In the context of a CTTS voice generation, the confidence index determiner 108 can be utilized for effecting a CTTS voice cleaning process. Such cleaning processes, generally, are used to generate verified speech segments. The verified speech segments illustratively make up a preferred set of phonetic units or speech segments that the voice builder 106 can choose from in order to generate synthetic speech output, such as a CTTS voice. The preferred set of speech segments comprise those for which there is some minimal confidence of the segments being free of misalignment.
Based upon a particular indexing, ranking, or other indication of relative confidence, the speech segments can be filtered based upon a predetermined criteria. Those speech segments that, at least minimally, satisfy the predetermined criteria can be filtered out and supplied directly to the voice builder 106. Those speech segments that fail to satisfy the criteria are identified for further treatment by a voice developer. Filtering enables a voice developer to more quickly focus on problematic speech segments.
To enhance efficiency in dealing with problematic speech segments, the system 100 is interposed between the confidence index determiner 108 and the voice builder 106. The system 100 is founded on two observations that are reflected in how the system deals with problematic speech segments. The first is that automatically generated phonetic alignment of speech samples are relatively less likely to contain misalignments in isolation. That is, when a speech segment is severely misaligned, neighboring speech segments are accordingly more likely to also be misaligned. It follows that misaligned speech segments, especially severely misaligned speech segments, are relatively more likely to be part of a cluster of misaligned speech segments. Various techniques optionally implemented by the system 100 for measuring relative likelihoods are discussed in more detail below.
The second observation on which the system 100 is founded is that a voice developer is often likely to analyze problematic speech segments jointly rather than in isolation. For example, a voice developer examining a waveform or a spectrogram corresponding to a problematic speech segment is likely to do so while simultaneously viewing waveforms or spectrograms corresponding to portions of adjacent speech segments. Accordingly, the system 100 operates as a clustering system, one that clusters problematic speech segments according to a predefined criterion so that they can be handled jointly rather than in isolation.
TABLE 1
Sequence
Confidence
Number
Index (CI)
1
−10
2
−25
3
5
4
10
5
−44
6
−21
7
−22
8
40
9
60
10
20
The ordered sequence of speech segments in Table 1 illustratively comprises segments that already have been processed by the automatic labeler 104 and passed to the confidence index determiner 108. As indicated in Table 1, each of the speech segments in the ordered sequence also has been indexed by the confidence index determiner 108 according to one or more of the various criteria described above. The resulting indexes corresponding to each of the illustrated speech segments is given in the right hand-hand column in Table 1.

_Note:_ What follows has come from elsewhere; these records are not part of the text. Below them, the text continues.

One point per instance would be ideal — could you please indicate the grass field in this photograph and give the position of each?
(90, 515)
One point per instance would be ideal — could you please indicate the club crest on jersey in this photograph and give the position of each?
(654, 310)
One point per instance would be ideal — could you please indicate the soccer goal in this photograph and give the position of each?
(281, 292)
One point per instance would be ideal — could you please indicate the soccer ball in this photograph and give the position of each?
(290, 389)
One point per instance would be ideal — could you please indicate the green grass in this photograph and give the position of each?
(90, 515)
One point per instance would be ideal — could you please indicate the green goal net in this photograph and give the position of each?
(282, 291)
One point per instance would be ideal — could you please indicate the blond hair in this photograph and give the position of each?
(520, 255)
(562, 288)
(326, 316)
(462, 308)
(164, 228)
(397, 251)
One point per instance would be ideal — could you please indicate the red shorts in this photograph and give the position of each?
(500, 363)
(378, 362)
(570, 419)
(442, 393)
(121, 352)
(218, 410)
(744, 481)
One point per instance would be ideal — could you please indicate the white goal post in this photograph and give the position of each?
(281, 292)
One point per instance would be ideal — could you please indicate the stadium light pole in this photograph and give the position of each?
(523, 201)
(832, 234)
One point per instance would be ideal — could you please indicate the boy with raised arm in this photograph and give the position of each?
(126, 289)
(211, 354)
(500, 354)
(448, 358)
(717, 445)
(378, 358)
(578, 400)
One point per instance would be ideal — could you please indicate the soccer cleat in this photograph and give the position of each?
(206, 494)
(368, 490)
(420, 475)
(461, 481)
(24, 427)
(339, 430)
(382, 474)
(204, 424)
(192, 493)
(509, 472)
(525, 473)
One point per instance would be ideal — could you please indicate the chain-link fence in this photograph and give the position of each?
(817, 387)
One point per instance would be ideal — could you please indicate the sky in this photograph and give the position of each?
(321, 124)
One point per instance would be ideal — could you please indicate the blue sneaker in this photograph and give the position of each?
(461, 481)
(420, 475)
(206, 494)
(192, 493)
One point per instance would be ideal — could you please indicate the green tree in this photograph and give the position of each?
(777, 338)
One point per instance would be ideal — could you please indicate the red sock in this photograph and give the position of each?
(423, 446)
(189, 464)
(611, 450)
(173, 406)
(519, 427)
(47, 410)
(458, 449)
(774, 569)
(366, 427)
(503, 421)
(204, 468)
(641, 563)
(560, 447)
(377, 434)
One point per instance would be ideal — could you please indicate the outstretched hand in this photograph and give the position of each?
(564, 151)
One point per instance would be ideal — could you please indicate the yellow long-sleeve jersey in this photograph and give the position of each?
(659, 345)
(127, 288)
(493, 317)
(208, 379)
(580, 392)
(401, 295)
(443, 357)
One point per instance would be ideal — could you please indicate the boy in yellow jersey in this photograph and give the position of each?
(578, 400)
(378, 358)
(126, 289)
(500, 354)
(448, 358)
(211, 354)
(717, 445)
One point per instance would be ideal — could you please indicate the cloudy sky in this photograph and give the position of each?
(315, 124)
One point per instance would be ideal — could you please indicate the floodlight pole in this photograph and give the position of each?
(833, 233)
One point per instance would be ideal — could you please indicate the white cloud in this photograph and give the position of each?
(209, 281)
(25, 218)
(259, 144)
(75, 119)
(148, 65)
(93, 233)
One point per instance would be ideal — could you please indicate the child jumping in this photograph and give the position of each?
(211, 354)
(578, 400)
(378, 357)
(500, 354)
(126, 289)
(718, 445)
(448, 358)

For any ordered sequence of speech segments, the clustering module 110 identifies one or more clusters of potentially misaligned speech segments. To do so, the clustering module 110 looks at each of the speech segments of the ordered sequence, sequentially examining each. If one speech segment satisfies the filtering test, in the sense of being identified as a potentially misaligned or problematic speech segment, a first cluster is identified. If the next speech segment also satisfies the filtering test, it is identified with the first cluster. Otherwise, the clustering module 110 continues the sequential examination until another potentially misaligned speech segment is encountered, in which event a second cluster is identified, or until all of the remaining speech segments have been examined and found not to be problematic. Accordingly, none or any number of clusters can be identified by the clustering module 110 depending both on the number of potentially misaligned speech segments found within the ordered sequence and whether there are one or more intervening speech segments in the ordered sequence not identified as potentially misaligned and lying between any pair of clusters of potentially misaligned speech segments.
Each of the clusters thus identified by the clustering module 110 can be characterized as including one or more speech segments, but including a particular speech segment if and only if that speech segment satisfies the filtering test. Moreover, each cluster, if any exist in the ordered sequence, is bordered by at least one other speech segment in the ordered sequence that is not identified as a potentially misaligned speech segment. Thus, another characteristic of the clusters identified by the clustering module 110 is that any pair of clusters so identified are separated by one or more speech segments in the ordered sequence that are not identified as potentially misaligned speech segments.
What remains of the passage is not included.